Some research correlates trauma to development.

  • Memory is fuzzy, inaccurate. Neuroscientist recalls 9/11 misperception and associated 2003 study. Nader's research further proposes how impermanent memory is, altering from each access.
  • Huganir used mice to show that traumatic events creates stronger fear association to the memory. Their research seeks to stop the increased glutamate receptors, and disassociate the fear (and help PTSD victims). So this can mean that to overcome the fuzziness problem above, implanting memories connected with a traumatic event sticks better.
  • Childhood adversity can cause accelerated aging. In the Psychological Bulletin published study, McLaughlin explains earlier puberty could be the evolutionary response to increase species survival. Faster brain development for emotion processing may have aided in threat awareness. This finding identifies detrimental long-term health consequences, but it can be argued whether the faster development outweighs the trade-offs.

Self-identity (character/motivation)


K has one (or more) memory to fill the gap of childhood. Also, the memory mirrors his condition.

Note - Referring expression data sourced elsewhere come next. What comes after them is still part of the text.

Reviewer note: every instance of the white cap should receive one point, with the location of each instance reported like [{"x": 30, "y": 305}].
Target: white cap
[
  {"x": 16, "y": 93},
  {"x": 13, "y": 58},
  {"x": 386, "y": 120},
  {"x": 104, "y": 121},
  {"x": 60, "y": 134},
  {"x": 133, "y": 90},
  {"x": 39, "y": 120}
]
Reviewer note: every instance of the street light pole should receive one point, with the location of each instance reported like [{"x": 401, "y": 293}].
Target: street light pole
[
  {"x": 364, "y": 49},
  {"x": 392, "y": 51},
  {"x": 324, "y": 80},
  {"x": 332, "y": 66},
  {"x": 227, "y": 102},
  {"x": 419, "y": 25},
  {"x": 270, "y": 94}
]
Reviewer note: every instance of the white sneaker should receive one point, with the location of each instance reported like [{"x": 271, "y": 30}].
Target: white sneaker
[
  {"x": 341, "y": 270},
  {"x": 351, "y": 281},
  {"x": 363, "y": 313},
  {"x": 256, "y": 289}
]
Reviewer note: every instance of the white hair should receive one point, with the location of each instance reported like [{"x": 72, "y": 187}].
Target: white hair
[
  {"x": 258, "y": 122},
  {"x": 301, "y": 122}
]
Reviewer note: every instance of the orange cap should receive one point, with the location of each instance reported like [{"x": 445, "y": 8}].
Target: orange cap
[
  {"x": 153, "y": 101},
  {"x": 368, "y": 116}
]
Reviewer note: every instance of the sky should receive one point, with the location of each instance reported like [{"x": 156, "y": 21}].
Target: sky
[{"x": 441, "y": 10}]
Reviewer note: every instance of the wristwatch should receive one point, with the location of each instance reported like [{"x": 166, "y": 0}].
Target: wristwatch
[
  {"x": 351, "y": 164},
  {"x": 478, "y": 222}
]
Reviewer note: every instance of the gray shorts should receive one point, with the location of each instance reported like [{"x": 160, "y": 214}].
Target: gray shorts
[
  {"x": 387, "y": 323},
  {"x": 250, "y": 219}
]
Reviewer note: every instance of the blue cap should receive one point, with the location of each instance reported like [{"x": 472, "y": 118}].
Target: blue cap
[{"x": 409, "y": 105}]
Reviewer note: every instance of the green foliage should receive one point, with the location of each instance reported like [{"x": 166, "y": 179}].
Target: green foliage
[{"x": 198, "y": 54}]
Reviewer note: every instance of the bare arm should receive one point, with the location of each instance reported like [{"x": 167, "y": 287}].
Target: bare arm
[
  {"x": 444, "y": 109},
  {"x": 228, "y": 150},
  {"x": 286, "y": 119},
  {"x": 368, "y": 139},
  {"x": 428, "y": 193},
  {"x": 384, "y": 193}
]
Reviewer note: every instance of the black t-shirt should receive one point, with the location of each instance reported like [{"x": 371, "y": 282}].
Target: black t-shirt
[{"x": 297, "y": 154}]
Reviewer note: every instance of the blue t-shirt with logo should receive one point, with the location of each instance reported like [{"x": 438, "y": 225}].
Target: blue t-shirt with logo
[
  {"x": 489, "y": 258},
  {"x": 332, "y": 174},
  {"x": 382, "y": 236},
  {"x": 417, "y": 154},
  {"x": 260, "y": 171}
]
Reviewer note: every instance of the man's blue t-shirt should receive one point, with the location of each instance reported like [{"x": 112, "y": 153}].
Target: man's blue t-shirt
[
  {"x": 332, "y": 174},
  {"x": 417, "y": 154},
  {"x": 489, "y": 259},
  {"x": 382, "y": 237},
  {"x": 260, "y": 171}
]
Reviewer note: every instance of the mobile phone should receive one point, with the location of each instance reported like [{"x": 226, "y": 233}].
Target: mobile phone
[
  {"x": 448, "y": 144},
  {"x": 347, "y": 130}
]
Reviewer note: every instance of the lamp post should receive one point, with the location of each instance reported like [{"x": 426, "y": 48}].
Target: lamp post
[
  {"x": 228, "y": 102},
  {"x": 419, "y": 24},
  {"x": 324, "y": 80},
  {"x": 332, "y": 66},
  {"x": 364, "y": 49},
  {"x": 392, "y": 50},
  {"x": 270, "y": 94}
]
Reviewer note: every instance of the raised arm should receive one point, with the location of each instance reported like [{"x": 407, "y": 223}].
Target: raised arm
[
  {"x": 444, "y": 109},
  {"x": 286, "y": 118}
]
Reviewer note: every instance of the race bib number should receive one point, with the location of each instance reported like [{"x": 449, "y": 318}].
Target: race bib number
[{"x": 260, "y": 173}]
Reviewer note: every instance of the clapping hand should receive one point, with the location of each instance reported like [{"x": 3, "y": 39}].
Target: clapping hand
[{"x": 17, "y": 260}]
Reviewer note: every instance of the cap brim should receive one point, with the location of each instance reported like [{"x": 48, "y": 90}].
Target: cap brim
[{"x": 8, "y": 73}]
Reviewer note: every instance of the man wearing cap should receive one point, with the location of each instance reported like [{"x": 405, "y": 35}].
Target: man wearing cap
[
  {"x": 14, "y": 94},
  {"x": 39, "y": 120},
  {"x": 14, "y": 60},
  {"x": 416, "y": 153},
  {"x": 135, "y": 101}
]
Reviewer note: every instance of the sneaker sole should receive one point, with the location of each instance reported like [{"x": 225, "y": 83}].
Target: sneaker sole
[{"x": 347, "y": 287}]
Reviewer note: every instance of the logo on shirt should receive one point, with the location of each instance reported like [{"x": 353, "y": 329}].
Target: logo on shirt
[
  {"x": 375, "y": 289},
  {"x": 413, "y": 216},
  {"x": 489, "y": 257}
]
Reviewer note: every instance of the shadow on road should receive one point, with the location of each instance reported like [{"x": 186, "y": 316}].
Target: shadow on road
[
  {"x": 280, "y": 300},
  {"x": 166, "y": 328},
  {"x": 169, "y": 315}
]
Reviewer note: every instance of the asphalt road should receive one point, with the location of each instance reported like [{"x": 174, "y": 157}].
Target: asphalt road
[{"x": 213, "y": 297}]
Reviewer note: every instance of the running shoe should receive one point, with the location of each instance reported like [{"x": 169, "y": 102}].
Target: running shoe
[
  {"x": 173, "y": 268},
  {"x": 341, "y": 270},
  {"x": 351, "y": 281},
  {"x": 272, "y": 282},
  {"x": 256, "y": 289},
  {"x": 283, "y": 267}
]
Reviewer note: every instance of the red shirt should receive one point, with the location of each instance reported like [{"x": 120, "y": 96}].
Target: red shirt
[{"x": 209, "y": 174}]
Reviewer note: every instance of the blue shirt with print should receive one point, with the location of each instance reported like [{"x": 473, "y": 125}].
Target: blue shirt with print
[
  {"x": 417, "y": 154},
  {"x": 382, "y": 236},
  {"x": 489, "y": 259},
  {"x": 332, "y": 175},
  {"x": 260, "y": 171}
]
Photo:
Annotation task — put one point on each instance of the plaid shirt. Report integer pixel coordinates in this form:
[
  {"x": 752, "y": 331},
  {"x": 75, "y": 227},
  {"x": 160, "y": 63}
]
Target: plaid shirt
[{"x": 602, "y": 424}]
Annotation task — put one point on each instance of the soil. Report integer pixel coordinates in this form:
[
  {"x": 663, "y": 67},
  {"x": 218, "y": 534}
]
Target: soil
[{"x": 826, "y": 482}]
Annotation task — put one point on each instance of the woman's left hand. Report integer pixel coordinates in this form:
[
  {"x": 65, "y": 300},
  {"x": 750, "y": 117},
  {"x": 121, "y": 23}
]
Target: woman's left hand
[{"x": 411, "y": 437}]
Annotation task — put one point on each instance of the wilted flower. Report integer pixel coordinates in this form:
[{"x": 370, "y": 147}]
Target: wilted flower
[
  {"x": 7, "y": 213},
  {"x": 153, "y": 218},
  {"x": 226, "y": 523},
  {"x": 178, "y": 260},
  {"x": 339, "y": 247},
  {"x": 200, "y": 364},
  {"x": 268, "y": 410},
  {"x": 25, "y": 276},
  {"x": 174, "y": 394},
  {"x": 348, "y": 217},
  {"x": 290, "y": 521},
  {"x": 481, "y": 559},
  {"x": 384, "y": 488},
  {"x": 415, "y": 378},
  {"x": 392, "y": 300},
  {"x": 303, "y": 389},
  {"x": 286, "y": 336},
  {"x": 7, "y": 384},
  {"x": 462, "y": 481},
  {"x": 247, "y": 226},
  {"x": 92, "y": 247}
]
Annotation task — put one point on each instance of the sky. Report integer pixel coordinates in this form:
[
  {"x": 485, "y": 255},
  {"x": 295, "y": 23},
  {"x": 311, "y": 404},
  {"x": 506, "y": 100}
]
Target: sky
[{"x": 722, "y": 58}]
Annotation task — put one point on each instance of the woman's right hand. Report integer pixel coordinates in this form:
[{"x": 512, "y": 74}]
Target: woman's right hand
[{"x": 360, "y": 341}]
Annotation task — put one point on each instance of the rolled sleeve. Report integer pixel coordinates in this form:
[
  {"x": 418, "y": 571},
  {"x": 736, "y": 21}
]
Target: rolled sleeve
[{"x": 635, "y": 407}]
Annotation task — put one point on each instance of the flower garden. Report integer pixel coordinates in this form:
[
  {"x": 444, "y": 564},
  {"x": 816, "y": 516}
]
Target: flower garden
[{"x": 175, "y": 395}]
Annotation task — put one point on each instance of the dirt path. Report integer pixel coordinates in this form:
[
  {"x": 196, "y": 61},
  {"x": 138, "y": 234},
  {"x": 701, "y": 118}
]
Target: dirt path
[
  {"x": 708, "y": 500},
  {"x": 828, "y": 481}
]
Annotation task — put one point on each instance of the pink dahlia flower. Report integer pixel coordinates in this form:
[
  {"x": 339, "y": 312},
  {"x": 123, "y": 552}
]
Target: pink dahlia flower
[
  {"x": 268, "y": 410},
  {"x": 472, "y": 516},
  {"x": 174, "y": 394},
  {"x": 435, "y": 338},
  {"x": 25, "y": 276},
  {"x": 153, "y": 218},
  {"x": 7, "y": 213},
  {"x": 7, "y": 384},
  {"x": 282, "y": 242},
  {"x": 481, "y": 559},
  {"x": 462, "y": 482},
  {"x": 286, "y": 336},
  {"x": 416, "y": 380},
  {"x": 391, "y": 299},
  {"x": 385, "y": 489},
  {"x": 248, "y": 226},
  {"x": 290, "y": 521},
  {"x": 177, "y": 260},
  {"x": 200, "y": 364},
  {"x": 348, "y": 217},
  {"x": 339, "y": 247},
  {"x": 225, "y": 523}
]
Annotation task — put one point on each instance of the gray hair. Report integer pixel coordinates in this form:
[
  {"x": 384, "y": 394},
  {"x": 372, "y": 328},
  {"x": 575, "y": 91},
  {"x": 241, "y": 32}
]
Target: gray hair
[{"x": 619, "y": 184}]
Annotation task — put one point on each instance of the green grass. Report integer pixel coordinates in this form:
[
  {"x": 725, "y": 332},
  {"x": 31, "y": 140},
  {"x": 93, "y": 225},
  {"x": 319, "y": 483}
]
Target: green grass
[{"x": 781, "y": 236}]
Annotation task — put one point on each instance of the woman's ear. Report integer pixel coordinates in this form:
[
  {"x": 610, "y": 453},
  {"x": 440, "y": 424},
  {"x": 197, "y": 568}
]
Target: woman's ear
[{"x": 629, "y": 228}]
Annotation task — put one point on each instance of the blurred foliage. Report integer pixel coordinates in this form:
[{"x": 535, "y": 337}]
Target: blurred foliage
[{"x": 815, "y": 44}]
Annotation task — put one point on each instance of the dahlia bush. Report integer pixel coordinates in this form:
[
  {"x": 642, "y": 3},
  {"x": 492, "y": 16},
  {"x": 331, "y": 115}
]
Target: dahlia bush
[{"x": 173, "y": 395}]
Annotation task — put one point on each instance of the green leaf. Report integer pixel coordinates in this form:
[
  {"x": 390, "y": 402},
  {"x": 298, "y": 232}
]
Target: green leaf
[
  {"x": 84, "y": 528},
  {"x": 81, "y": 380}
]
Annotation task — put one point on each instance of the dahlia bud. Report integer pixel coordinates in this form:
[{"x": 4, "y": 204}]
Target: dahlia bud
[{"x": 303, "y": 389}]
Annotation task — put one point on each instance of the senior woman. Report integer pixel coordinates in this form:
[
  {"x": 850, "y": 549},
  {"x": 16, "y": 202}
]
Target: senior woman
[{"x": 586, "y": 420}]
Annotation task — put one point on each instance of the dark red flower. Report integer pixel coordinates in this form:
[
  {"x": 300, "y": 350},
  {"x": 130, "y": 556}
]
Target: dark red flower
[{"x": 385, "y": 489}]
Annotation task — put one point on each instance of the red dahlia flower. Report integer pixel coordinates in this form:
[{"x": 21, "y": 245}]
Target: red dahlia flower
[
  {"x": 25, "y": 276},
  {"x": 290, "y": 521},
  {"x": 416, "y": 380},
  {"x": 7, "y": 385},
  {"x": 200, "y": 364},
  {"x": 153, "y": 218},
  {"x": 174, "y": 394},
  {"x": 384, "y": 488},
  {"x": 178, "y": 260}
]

  • lost childhood, replicants have adult physiology and don't go through a growth period
  • orphan, not belonging to a family or with his contemporaries. The memory can reflect any feelings of being outside the group.
  • Sapper accuses K of killing your own kind. K responds, only the older models run. K doesn't identify with the Nexus-8 class, and buys into the us versus them. This class hierarchy is displayed again at the police station in the way other officers treat K, and how K addresses Lt. Joshi as Madame. Reminiscent of a servant or second class citizen.
  • accepts he does not have a soul
  • when K tells Joshi the memory has no meaning since it was implanted, it seems K is very self-aware. But at the same time, it poses the question to the audience, Does implanting make it less? what makes it meaningful, authenticity, provenance? Dr. Stenille knows it's real because it is her own, but how can you determine otherwise? it has some similarities to the V-K testing.

Existential /Thematic (what makes us human? memories?)


Memory is a strong theme that goes back to Deckard's photographs on the piano in the original movie. In 2049, it helps explain K's behavior in the society of slave labor, violent rebellions, and engineering obedience.

  • the toy horse is special and a secret that he hides and protects even when threatened and punished
  • K is shown by Joi that uniqueness, though fragile and not on cloud backup, is special (copies are not)
  • when they discover the child, it is clearly the miracle and special, before only real people gave birth
  • which is a contradiction when Joshi orders him to eliminate all traces the child
  • when K meets Dr. Ana Stenille she is the most fragile person, that requires a bubble for protection. She is the toy horse (unicorn is more apt, she is very special) in the waking world.
  • K has to lose everything, Joi, and get beaten to the point of death before he fulfills the words by Freysa about dying for the right cause.

K takes the question about what defines us, from our memories, to our actions define us.